Потом уже без труда нашел магазин кожевенных товаров и там купил кусок тонкой и мягкой, как масло, шагрени.
На вокзал Артемка возвращался пешком. Его томила жажда, во рту все пересохло, и он останавливался чуть ли не у каждой квасной будки.
По пути попался галантерейный магазин. Артемка опять остановился и долго рассматривал через зеркальное стекло витрины коричневые и черные бумажники. Он развернул шагрень и сравнил ее с кожей бумажников. Сравнил и, хоть сильно болела голова, улыбнулся: нет, его бумажник будет куда лучше; такого бумажника Пепс нигде не найдет, даже в Москве.
Вот наконец и вокзал. Народу как будто стало еще больше. И куда они все едут? С мешками, с сундуками, с детьми… От гама и детского плача голова еще сильнее заболела. К тому же сказали, что поезд отправляется только ночью. До ночи еще часов шесть, не меньше.
Артемка поискал себе местечко, но все было занято. А стоять уже было не под силу. И тут он увидел, что из-под скамейки вылезает кудлатый и оборванный мальчишка. Артемка присел и заглянул вниз. Там было пусто и, как показалось ему, даже уютно. Артемка отвел чьи-то свисавшие ноги и залез под скамейку. Он засунул покупки под рубаху и, прижимая их к груди одной рукой, другую подложил себе под голову. Он думал, что полежит немного и голова перестанет болеть. Только не надо спать, чтобы не пропустить поезд. Да и обокрасть могут в два счета – в Ростове жуликов хватит. Но едва он закрыл глаза, как увидел мужика с соломой в бороде. Мужик наклонился и задышал Артемке в лицо. «Уйди, – сказал Артемка, – мне жарко, уйди!» Мужик откинулся и что-то сердито проговорил, а потом вложил два пальца в рот и страшно, по-разбойничьи засвистел. Артемка испугался, мужик захохотал, вскочил на бело-розовую свинью и умчался, болтая ногами. Потом долго ничего не было, только кто-то тоненько, как комарик, плакал над самым ухом. А потом пришел сосед Петрович и принялся тормошить Артемку за плечи. Артемке не хотелось вставать, и он замычал, чтобы тот его не трогал. Скамейка затряслась, под нею застучали колеса, и она куда-то поехала…

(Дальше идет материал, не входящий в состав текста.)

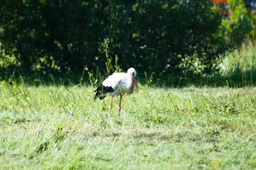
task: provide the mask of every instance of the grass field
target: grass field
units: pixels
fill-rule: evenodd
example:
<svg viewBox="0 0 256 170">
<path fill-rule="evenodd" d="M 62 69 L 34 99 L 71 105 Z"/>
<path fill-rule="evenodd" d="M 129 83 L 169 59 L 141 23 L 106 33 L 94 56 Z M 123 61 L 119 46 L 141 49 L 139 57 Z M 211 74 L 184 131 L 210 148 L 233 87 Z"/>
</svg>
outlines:
<svg viewBox="0 0 256 170">
<path fill-rule="evenodd" d="M 1 169 L 255 169 L 256 88 L 0 84 Z"/>
</svg>

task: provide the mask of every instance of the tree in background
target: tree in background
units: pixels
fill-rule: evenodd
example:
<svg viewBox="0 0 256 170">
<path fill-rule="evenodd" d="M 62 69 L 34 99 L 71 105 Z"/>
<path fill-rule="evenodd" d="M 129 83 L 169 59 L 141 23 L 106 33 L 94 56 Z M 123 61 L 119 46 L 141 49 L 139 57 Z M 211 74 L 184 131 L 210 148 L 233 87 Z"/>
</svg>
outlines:
<svg viewBox="0 0 256 170">
<path fill-rule="evenodd" d="M 1 50 L 24 75 L 103 72 L 106 38 L 121 68 L 174 77 L 210 74 L 231 47 L 210 0 L 1 2 Z"/>
<path fill-rule="evenodd" d="M 226 28 L 225 36 L 229 38 L 236 47 L 247 40 L 246 38 L 255 42 L 256 11 L 249 13 L 243 0 L 230 0 L 228 4 L 230 15 L 223 21 L 223 26 Z"/>
</svg>

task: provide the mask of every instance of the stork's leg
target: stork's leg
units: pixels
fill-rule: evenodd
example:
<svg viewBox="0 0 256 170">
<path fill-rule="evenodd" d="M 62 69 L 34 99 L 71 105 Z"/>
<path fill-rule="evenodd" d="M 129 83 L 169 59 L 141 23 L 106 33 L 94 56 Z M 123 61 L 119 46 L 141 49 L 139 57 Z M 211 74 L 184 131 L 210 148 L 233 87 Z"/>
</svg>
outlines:
<svg viewBox="0 0 256 170">
<path fill-rule="evenodd" d="M 122 95 L 120 95 L 120 101 L 119 101 L 119 106 L 118 106 L 118 110 L 119 110 L 119 118 L 118 120 L 120 121 L 120 111 L 121 111 L 121 103 L 122 101 Z"/>
<path fill-rule="evenodd" d="M 110 113 L 111 112 L 112 102 L 113 102 L 113 96 L 111 96 L 111 101 L 110 102 L 110 106 L 109 106 L 109 113 L 108 113 L 109 117 L 110 117 Z"/>
</svg>

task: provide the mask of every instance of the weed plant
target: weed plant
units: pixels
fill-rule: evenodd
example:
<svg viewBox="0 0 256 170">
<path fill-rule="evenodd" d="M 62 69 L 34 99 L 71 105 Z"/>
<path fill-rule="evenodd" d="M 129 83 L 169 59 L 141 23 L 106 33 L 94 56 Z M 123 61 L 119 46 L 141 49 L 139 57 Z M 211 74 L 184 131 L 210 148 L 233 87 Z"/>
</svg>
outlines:
<svg viewBox="0 0 256 170">
<path fill-rule="evenodd" d="M 256 89 L 0 84 L 1 169 L 254 169 Z"/>
</svg>

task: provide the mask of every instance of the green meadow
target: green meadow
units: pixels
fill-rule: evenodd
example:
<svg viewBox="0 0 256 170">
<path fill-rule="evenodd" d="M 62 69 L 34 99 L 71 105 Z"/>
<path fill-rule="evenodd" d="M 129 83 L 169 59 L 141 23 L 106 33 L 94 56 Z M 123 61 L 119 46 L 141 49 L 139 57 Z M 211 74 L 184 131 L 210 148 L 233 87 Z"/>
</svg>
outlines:
<svg viewBox="0 0 256 170">
<path fill-rule="evenodd" d="M 0 85 L 1 169 L 255 169 L 256 88 Z"/>
</svg>

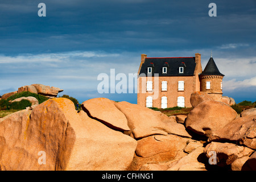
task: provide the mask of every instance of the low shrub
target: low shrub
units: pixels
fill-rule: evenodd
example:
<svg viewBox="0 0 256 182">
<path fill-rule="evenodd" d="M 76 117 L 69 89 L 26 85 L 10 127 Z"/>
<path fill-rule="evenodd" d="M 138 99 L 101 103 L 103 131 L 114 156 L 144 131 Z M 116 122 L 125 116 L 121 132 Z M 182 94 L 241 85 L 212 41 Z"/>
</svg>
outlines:
<svg viewBox="0 0 256 182">
<path fill-rule="evenodd" d="M 238 104 L 233 105 L 231 106 L 231 107 L 232 107 L 238 114 L 240 114 L 243 111 L 242 107 Z"/>
<path fill-rule="evenodd" d="M 63 95 L 60 97 L 66 98 L 68 98 L 69 100 L 70 100 L 71 101 L 73 102 L 73 103 L 74 103 L 75 106 L 76 106 L 76 105 L 79 102 L 79 101 L 77 101 L 77 100 L 76 98 L 72 97 L 70 97 L 68 95 Z"/>
</svg>

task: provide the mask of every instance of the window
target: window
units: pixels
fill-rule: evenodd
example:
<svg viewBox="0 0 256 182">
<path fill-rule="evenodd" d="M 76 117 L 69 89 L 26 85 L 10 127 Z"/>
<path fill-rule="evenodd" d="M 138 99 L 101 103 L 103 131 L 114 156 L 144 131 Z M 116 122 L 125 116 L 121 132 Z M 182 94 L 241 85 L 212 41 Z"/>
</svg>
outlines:
<svg viewBox="0 0 256 182">
<path fill-rule="evenodd" d="M 152 73 L 152 68 L 151 67 L 147 68 L 147 73 Z"/>
<path fill-rule="evenodd" d="M 161 108 L 166 109 L 167 108 L 167 97 L 164 96 L 162 97 L 161 99 Z"/>
<path fill-rule="evenodd" d="M 167 81 L 163 81 L 162 82 L 162 91 L 167 91 Z"/>
<path fill-rule="evenodd" d="M 180 67 L 179 73 L 183 73 L 184 72 L 184 68 L 183 67 Z"/>
<path fill-rule="evenodd" d="M 180 96 L 177 98 L 177 106 L 181 107 L 185 107 L 185 98 L 184 97 Z"/>
<path fill-rule="evenodd" d="M 153 107 L 153 99 L 152 97 L 148 96 L 146 98 L 146 106 L 147 107 Z"/>
<path fill-rule="evenodd" d="M 167 73 L 167 67 L 163 67 L 163 73 Z"/>
<path fill-rule="evenodd" d="M 207 81 L 207 89 L 210 89 L 210 81 Z"/>
<path fill-rule="evenodd" d="M 184 91 L 184 81 L 179 81 L 178 90 Z"/>
<path fill-rule="evenodd" d="M 152 91 L 152 82 L 151 81 L 147 81 L 147 91 Z"/>
</svg>

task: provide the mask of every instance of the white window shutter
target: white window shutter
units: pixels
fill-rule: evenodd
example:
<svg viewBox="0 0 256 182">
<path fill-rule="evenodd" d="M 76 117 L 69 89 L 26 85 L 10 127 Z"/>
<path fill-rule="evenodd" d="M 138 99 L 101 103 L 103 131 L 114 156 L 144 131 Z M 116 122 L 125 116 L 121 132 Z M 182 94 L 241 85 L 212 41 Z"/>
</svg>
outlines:
<svg viewBox="0 0 256 182">
<path fill-rule="evenodd" d="M 148 96 L 146 98 L 146 106 L 147 107 L 153 107 L 153 98 L 152 97 Z"/>
<path fill-rule="evenodd" d="M 177 98 L 177 106 L 181 107 L 185 107 L 185 98 L 184 97 L 180 96 Z"/>
<path fill-rule="evenodd" d="M 207 89 L 210 89 L 210 81 L 207 81 Z"/>
<path fill-rule="evenodd" d="M 167 82 L 166 81 L 162 82 L 162 91 L 167 91 Z"/>
<path fill-rule="evenodd" d="M 152 82 L 151 81 L 147 81 L 147 91 L 152 90 Z"/>
<path fill-rule="evenodd" d="M 161 98 L 161 108 L 166 109 L 167 108 L 167 97 L 164 96 Z"/>
<path fill-rule="evenodd" d="M 184 90 L 184 81 L 179 81 L 178 90 L 179 91 Z"/>
</svg>

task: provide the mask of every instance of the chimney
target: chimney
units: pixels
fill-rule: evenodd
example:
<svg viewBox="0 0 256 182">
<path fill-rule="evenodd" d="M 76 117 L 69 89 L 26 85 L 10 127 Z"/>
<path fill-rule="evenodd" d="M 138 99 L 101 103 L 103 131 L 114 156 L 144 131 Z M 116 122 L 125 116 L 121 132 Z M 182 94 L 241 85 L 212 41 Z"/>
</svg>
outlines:
<svg viewBox="0 0 256 182">
<path fill-rule="evenodd" d="M 199 53 L 195 53 L 195 63 L 196 68 L 195 69 L 194 75 L 198 75 L 198 73 L 201 73 L 203 72 L 202 65 L 201 64 L 201 55 Z"/>
<path fill-rule="evenodd" d="M 145 59 L 147 57 L 147 55 L 145 54 L 142 54 L 141 55 L 141 65 L 139 65 L 139 71 L 138 72 L 138 74 L 139 74 L 139 72 L 141 72 L 141 67 L 142 65 L 142 64 L 143 64 L 145 62 Z"/>
<path fill-rule="evenodd" d="M 145 54 L 142 54 L 141 55 L 141 63 L 144 63 L 145 62 L 145 59 L 147 57 L 147 55 Z"/>
<path fill-rule="evenodd" d="M 199 53 L 196 53 L 196 63 L 197 64 L 200 62 L 201 64 L 201 55 Z"/>
</svg>

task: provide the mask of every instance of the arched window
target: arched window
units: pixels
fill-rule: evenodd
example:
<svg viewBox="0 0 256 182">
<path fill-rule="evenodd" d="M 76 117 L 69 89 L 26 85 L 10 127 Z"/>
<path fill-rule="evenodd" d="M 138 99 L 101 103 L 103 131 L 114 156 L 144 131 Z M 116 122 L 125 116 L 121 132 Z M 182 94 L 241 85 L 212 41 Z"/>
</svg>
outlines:
<svg viewBox="0 0 256 182">
<path fill-rule="evenodd" d="M 148 96 L 146 99 L 146 106 L 147 107 L 153 107 L 153 98 L 152 97 Z"/>
<path fill-rule="evenodd" d="M 162 100 L 161 108 L 162 109 L 167 108 L 167 97 L 163 96 L 162 97 L 161 100 Z"/>
<path fill-rule="evenodd" d="M 180 96 L 177 98 L 177 106 L 181 107 L 185 107 L 185 98 L 184 97 Z"/>
</svg>

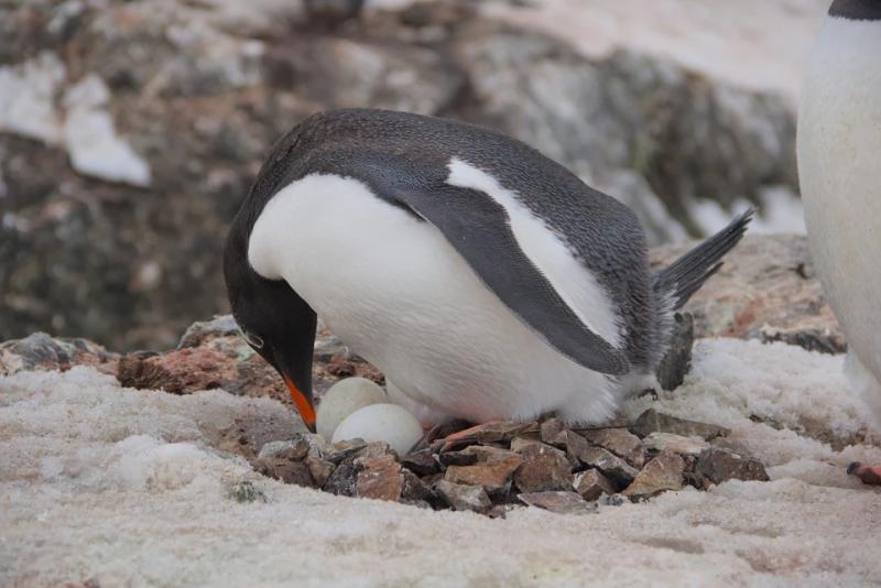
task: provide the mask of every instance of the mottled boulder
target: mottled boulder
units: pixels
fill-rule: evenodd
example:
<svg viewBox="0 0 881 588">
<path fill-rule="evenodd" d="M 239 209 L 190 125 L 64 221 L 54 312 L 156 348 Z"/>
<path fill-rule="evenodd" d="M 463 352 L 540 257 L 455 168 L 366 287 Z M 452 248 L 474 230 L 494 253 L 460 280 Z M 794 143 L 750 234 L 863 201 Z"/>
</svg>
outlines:
<svg viewBox="0 0 881 588">
<path fill-rule="evenodd" d="M 709 444 L 699 437 L 685 437 L 673 433 L 651 433 L 642 443 L 652 451 L 698 456 Z"/>
<path fill-rule="evenodd" d="M 583 435 L 589 443 L 610 450 L 634 468 L 641 468 L 645 460 L 642 442 L 626 428 L 599 428 L 585 431 Z"/>
<path fill-rule="evenodd" d="M 358 469 L 356 493 L 359 498 L 389 500 L 398 502 L 404 489 L 401 465 L 390 455 L 383 457 L 359 457 L 355 460 Z"/>
<path fill-rule="evenodd" d="M 585 500 L 592 501 L 602 494 L 611 496 L 616 492 L 614 484 L 596 469 L 589 469 L 575 475 L 573 487 Z"/>
<path fill-rule="evenodd" d="M 630 431 L 643 437 L 652 433 L 672 433 L 684 437 L 701 437 L 707 440 L 726 436 L 729 433 L 729 431 L 722 426 L 679 418 L 677 416 L 659 413 L 654 409 L 649 409 L 642 413 L 637 418 L 637 422 L 631 425 Z"/>
<path fill-rule="evenodd" d="M 487 512 L 492 507 L 487 492 L 479 486 L 438 480 L 434 488 L 453 510 Z"/>
<path fill-rule="evenodd" d="M 454 483 L 480 486 L 489 494 L 507 491 L 511 476 L 524 461 L 520 455 L 496 447 L 472 446 L 466 451 L 476 455 L 477 462 L 447 467 L 445 479 Z"/>
<path fill-rule="evenodd" d="M 34 333 L 23 339 L 0 342 L 0 375 L 18 371 L 67 370 L 73 366 L 91 366 L 105 373 L 115 373 L 119 353 L 111 353 L 86 339 L 55 339 Z"/>
<path fill-rule="evenodd" d="M 621 493 L 631 499 L 653 497 L 664 490 L 681 490 L 685 461 L 672 453 L 662 453 L 649 461 Z"/>
<path fill-rule="evenodd" d="M 701 451 L 697 457 L 696 470 L 714 483 L 731 479 L 766 482 L 770 479 L 764 466 L 758 459 L 720 447 L 710 447 Z"/>
<path fill-rule="evenodd" d="M 533 443 L 520 450 L 520 457 L 522 465 L 514 473 L 514 483 L 521 492 L 572 490 L 572 466 L 559 449 Z"/>
</svg>

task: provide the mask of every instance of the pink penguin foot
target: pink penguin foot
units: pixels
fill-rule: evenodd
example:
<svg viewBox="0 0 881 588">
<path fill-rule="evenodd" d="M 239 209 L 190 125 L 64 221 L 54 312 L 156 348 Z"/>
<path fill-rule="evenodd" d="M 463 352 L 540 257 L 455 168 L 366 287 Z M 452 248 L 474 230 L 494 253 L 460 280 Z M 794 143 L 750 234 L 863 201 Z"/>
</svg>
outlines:
<svg viewBox="0 0 881 588">
<path fill-rule="evenodd" d="M 847 472 L 858 477 L 862 483 L 881 486 L 881 466 L 866 466 L 853 461 L 847 467 Z"/>
</svg>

Когда Артемка открыл глаза, то сначала ничего не понял: везде стояли кровати, а в кроватях лежали бледные, покрытые простынями люди. Одни спали, другие смотрели в потолок, а иные скрипели зубами и что-то бормотали, не раскрывая глаз. На соседней кровати лежал черноголовый парень с красным, как после бани, лицом. Глаза у него были закрыты, но он безостановочно кричал:
– Папаша, держитесь за гриву! Папаша, держитесь за гриву!
Сам Артемка тоже лежал на кровати, и на нем была такая же ночная сорочка, как у всех.
«Как же я попал сюда? – подумал он. – Не иначе, это больница».
Потом вспомнил, что лежал на вокзале под лавкой, и в испуге зашарил руками по кровати. К нему подошла женщина в белом заношенном халате, взяла его за плечи и положила на подушку.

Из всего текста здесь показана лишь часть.